Kedi tırmığı hastalığında ‘Bartonella henselea’ bakterisine karşı oluşan antikorlar IFA veya ELISA yöntemleriyle ölçülmektedir. 1:64’ den daha fazla gösteren antikor seviyeleri yeni bir enfeksiyon belirtisi olmaktadır. Antikor titrelerinde 6 hafta ara ile 4 katı artış olması da teşhis koydurucu olmaktadır. Yapılan IFA ve ELISA testlerinde diğer Bartonella türleri ve Chlamydia türü bakteriler arasında çapraz duyarlılık bulunmaktadır. IFA testini kimi laboratuvarlar tarafından gerçekleştirilmektedir. Kedi tırmığı hastalığında bir zamanlar kullanılan deri testi günümüzde artık kullanılmamaktadır.

Tanı Koyma

Hastalığın tanısı için kolay olarak tercih edilecek bir test bulunmamaktadır. Kedi ile temas öyküleri, hastanın klinik bulguları ve yapılan biyopsi tanı üzerinde yardımcı olmaktadır. Laboratuvar bulguları ise lökositoz, nötropeni, eozinofili ve sedimentasyon bulguları ile teşhis edilebilir, yüksekliği belirlenebilir. Günümüzde serolojik testler ve PCR yöntemleri kimi merkezlerde kullanılmaktadır. Genellikle polikliniklerde, 3 olduğu üzerinden tanı konulması sağlanmaktadır: İlk olarak tanı klinik olduğu, ikinci ve üçüncü olgu ise klinik ve histopatoloijk olarak tanı konulması kesin olarak sağlanmaktadır. Hastalarda ateş yüksekliği, baş ağrısı, halsizlik ve yorgunluk ve lenfadenomegali olarak belirtileri görülmektedir.

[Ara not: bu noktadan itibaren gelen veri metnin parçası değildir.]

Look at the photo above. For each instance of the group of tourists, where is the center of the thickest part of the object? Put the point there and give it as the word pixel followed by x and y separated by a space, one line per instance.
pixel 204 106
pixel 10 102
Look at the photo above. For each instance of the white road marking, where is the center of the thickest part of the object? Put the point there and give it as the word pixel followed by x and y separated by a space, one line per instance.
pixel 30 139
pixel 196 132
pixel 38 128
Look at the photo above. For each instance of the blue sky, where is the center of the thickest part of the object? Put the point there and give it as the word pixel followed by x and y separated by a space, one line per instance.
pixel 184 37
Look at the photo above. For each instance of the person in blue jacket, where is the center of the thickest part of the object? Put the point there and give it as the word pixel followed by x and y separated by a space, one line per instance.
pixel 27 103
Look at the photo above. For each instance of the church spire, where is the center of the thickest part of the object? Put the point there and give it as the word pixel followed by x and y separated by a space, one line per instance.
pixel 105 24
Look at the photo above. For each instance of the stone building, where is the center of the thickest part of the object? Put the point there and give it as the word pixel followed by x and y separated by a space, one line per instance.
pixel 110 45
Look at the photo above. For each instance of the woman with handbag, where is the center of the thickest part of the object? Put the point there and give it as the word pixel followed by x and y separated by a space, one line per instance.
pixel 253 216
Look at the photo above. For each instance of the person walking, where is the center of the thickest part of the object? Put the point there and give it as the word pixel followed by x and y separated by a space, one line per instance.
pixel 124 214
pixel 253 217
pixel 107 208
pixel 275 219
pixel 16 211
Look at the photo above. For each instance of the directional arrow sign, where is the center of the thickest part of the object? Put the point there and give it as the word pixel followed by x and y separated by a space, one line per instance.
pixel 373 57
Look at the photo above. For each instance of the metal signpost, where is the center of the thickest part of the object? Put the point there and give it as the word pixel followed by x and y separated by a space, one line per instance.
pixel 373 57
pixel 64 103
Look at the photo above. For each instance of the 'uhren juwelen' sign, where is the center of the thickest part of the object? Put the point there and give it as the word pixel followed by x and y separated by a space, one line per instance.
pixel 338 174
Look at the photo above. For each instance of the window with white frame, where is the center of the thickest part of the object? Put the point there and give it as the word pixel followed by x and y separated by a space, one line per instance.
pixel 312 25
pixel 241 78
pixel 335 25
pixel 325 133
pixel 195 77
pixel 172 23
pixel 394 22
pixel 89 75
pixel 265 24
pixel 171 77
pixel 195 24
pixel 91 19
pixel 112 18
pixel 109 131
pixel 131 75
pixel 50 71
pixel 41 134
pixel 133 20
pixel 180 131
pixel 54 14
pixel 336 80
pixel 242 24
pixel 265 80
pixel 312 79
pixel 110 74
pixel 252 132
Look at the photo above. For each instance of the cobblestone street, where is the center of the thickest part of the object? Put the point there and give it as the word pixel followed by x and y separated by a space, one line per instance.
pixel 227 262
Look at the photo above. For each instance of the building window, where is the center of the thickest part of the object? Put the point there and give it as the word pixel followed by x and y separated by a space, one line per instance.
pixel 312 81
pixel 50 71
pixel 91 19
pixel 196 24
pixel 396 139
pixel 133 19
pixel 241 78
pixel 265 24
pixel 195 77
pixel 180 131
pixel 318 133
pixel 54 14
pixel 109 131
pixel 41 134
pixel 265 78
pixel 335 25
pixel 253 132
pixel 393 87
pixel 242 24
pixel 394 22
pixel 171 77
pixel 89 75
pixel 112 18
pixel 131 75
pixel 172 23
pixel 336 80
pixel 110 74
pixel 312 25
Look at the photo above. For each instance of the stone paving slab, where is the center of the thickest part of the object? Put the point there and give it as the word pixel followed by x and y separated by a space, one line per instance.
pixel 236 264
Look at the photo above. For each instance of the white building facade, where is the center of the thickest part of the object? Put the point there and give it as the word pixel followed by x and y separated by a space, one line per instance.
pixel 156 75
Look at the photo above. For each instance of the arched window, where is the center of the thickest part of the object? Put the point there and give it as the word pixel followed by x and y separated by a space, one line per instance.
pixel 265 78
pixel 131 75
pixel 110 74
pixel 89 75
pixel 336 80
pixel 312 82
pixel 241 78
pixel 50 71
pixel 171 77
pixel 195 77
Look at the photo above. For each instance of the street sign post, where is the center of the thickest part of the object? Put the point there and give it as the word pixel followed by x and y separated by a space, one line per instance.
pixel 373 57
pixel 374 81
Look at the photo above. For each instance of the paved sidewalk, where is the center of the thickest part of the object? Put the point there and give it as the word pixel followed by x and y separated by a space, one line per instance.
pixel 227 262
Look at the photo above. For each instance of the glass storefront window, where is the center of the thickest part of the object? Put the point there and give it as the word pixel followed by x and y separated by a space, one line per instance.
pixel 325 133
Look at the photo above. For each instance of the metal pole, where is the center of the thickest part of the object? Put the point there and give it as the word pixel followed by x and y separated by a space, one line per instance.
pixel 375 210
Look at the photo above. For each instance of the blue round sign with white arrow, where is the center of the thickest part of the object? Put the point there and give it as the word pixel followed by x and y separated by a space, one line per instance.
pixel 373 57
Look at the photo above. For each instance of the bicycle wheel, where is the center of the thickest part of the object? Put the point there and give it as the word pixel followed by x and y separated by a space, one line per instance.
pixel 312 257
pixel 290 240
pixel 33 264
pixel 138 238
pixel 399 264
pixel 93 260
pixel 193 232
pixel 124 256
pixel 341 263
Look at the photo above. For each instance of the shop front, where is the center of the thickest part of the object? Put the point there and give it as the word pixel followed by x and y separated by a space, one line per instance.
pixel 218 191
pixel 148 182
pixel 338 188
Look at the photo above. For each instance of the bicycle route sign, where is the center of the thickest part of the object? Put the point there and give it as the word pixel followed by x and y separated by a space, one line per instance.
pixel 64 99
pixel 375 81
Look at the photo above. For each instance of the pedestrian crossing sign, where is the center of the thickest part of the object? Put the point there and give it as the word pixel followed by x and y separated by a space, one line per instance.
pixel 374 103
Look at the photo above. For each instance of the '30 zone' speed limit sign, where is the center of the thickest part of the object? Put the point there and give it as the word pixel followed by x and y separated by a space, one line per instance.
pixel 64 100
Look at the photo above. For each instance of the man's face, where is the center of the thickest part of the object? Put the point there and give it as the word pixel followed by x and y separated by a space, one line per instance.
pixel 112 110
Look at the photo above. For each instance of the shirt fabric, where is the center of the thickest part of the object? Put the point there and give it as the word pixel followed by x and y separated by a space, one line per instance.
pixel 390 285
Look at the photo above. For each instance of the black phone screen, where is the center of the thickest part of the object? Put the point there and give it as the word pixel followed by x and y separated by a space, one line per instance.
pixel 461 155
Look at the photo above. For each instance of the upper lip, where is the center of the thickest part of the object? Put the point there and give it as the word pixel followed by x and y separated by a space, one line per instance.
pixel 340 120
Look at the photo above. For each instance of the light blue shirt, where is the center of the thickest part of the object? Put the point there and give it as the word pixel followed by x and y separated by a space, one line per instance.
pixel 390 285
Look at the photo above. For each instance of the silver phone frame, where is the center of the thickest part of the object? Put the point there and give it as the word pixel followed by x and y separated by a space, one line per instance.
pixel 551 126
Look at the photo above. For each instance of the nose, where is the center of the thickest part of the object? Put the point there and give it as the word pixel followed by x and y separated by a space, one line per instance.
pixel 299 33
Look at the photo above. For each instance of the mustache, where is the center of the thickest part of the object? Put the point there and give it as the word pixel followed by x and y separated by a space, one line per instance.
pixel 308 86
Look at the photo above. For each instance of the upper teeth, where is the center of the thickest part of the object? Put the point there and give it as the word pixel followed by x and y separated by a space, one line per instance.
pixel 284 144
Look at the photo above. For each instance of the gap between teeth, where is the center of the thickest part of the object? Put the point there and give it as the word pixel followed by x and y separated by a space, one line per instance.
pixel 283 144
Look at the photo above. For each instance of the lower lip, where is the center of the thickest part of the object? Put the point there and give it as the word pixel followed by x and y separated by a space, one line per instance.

Tedavi Gerektirmeyen Hastalık: Kedi Tırmığı Hastalığı

Aslında sağlıklı bireyler üzerinden kendiliğinden geçtiği tespit edilen kedi tırmığı hastalığı, 500 mg azitromisin sozundan sonra, dört gün 250 mg tek doz olarak ve toplamda 5 gün süren tedavi ile tamamlanması sürecin hızlanmasında yardımcı olacaktır. Takip edilen üç hasta üzerinde azitromisin 1 x 500 mg üç kür tedavi tercih edilebilir ve şifa bulunabilir. Ateşi düşmeyen hastalarda, iç organ tutulmu olanlarda ve lenf düğümlerindeki ağrı olması durumunda mutlaka doktora danışılmalı ve antibiyotik tedavisi uygulanmalıdır. Özellikle bağışıklığı baskılanan hastalarda antibiyotik tedavisi uygulanmalıdır. Bunun dışında kedilerde herhangi bir tedavi uygulnamsı gerekmez bunun yerine kedinin sağlıklı ve bakımlı olarak yaşamasını idame ettirmesine yardımcı olunabilir.